NEW YORK — An alarming scientific study has discovered that the absolute worst drivers in the US are almost exclusively from whichever state or states happen to border your own, road rage-addled sources confirmed.
“The impetus for the study came from my observation that whenever some dingus was tailgating or turning without a signal, they always had New Jersey plates. Then another researcher from New York expressed a similar frustration with Pennsylvania drivers,” said Dr. Tasha Martin. “We began testing by placing several mice in tiny little cars. Some rodents were given cheesesteaks and taught to shout ‘go birds’ at random intervals. Others were given Springsteen records and had their hair teased up with ungodly amounts of hair spray. Without fail, the mice began acting aggressively towards one another, making ‘jerk off’ motions with their paws and sometimes retrieving a cute little tire iron from their trunks and smashing another mouse’s windshield.”

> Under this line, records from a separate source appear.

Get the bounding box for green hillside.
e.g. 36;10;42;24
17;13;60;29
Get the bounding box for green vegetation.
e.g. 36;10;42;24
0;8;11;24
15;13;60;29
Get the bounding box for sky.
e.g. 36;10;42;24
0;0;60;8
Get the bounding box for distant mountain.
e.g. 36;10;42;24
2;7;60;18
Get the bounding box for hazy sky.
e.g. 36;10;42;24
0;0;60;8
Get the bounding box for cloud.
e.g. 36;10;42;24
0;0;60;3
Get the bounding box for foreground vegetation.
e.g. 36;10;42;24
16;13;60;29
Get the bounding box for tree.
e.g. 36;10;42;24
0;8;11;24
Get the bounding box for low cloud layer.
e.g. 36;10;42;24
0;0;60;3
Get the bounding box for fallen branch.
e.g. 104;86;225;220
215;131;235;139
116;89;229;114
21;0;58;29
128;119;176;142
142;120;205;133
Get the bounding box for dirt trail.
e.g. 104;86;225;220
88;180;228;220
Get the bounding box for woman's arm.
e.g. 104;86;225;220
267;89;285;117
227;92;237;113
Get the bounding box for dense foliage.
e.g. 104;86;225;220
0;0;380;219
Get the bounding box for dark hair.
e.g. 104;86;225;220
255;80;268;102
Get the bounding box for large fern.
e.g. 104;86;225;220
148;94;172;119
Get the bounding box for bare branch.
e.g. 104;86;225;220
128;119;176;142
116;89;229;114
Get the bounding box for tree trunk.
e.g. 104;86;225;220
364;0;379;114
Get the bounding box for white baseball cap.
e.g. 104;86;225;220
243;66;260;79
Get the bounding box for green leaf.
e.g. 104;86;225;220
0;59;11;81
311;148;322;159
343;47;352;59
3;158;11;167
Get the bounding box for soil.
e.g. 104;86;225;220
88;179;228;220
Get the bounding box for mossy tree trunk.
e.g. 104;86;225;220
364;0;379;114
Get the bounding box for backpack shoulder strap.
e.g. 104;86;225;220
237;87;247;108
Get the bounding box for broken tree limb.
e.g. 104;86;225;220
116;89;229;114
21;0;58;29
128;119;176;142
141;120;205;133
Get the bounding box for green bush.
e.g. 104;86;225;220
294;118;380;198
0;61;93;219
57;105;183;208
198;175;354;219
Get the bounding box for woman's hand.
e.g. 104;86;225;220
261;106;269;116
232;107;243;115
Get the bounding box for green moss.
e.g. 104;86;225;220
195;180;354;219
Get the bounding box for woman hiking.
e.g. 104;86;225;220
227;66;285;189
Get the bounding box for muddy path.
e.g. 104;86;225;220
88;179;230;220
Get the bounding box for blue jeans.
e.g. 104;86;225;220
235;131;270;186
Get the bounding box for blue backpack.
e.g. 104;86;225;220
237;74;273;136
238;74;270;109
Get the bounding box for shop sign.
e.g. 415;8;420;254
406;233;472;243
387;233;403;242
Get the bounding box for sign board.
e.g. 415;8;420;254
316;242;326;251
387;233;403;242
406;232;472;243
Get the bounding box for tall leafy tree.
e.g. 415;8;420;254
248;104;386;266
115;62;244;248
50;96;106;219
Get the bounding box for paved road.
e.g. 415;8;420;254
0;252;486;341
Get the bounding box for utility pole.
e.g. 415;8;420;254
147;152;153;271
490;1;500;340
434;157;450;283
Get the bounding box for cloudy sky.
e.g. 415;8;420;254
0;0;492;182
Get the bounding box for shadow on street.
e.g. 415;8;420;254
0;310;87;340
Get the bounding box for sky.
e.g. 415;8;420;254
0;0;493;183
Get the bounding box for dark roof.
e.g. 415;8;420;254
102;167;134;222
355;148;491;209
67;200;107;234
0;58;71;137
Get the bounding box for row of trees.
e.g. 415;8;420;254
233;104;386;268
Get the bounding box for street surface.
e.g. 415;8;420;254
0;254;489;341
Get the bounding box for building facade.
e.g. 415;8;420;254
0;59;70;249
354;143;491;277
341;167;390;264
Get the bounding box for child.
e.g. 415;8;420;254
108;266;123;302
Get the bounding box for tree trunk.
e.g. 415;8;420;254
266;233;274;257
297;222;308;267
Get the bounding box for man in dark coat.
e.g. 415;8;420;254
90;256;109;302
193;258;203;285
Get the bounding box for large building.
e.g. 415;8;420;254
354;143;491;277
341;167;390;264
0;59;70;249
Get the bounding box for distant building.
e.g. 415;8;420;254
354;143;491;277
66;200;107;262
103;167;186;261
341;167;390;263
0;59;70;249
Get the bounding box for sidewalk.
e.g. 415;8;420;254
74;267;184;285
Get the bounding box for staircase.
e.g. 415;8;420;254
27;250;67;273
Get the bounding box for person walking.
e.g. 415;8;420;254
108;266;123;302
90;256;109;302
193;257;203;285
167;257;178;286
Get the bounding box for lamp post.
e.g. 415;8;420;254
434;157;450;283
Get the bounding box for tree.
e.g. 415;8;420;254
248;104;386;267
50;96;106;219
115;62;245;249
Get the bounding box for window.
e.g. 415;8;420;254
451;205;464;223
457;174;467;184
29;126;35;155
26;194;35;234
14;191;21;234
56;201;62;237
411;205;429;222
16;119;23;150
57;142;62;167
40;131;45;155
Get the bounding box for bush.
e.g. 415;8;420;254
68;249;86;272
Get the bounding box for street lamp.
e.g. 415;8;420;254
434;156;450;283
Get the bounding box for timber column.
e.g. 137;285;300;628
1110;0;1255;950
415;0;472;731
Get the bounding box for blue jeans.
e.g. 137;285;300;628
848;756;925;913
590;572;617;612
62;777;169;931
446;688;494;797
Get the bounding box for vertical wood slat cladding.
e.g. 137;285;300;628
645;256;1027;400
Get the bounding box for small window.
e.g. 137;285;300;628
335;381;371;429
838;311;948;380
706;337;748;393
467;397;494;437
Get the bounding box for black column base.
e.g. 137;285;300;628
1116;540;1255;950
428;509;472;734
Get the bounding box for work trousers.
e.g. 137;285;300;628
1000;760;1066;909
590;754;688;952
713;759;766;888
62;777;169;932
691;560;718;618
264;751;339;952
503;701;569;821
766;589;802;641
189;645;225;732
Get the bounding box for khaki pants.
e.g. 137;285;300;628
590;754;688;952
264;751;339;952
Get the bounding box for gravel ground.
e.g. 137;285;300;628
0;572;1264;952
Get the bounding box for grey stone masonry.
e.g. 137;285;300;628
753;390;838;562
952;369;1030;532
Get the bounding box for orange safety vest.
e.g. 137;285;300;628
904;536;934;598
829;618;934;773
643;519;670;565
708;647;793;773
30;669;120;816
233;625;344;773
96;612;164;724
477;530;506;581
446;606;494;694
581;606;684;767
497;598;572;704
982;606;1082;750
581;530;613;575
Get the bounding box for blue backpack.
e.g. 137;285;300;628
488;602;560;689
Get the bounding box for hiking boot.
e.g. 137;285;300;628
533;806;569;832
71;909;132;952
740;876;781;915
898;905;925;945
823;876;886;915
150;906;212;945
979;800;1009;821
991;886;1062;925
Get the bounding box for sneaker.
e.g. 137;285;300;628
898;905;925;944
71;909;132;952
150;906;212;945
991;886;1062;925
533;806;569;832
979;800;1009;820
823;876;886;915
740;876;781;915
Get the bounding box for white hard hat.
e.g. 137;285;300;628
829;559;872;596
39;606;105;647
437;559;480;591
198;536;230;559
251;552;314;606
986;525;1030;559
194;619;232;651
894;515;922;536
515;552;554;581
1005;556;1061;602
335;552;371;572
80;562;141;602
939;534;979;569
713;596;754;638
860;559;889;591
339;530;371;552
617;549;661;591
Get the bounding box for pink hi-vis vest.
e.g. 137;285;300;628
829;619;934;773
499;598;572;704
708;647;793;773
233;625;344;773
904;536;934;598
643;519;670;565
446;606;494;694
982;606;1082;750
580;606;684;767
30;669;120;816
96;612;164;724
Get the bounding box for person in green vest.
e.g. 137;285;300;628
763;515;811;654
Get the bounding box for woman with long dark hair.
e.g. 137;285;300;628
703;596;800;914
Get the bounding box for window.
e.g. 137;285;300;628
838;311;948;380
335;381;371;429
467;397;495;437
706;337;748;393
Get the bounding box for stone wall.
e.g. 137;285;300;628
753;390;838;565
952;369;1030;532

Virginia Beach traffic cop Alan Myers knows firsthand the frustration of out-of-state drivers.
“I built much of my career harassing these piece of crap tourists. It’s so frustrating the way they come here in droves every summer and support small businesses,” said Myers. “Luckily for us, nailing these goons for moving violations because they don’t know our weird and arbitrary laws is easier than arresting a homeless guy for sleeping on a bench. Adjusting the radio volume without a broadcasting license? That’s a ticket. Counting to 3 seconds using ‘alligator’ instead of ‘Mississippi’ at a stop sign? That’s a ticket. Conducting a Chinese fire drill without notifying the PRC consulate? You guessed it, ticket.”
Sociologist Monica Villerael posits that this interstate tension is not limited to automobile traffic.
“Human beings are very tribal and seemingly ready to fight over any trivial thing – from sports fandom to opinions on who is the greatest Intercontinental Champion of all time. It’s ridiculous though, as the obvious answer is ‘The Honky Tonk Man,’” said Villarreal. “But fighting among various states has always been present. Oklahoma hates Texas, Indiana hates Illinois, and of course, everyone hates California. Yet, only once has it actually boiled over into actual violence and destruction. That’s how we ended up losing the former US state of East Kentucky.”
Currently Dr. Martin is studying the alleged connection between pickup truck drivers and the inability to remove their heads from their own rectal cavities.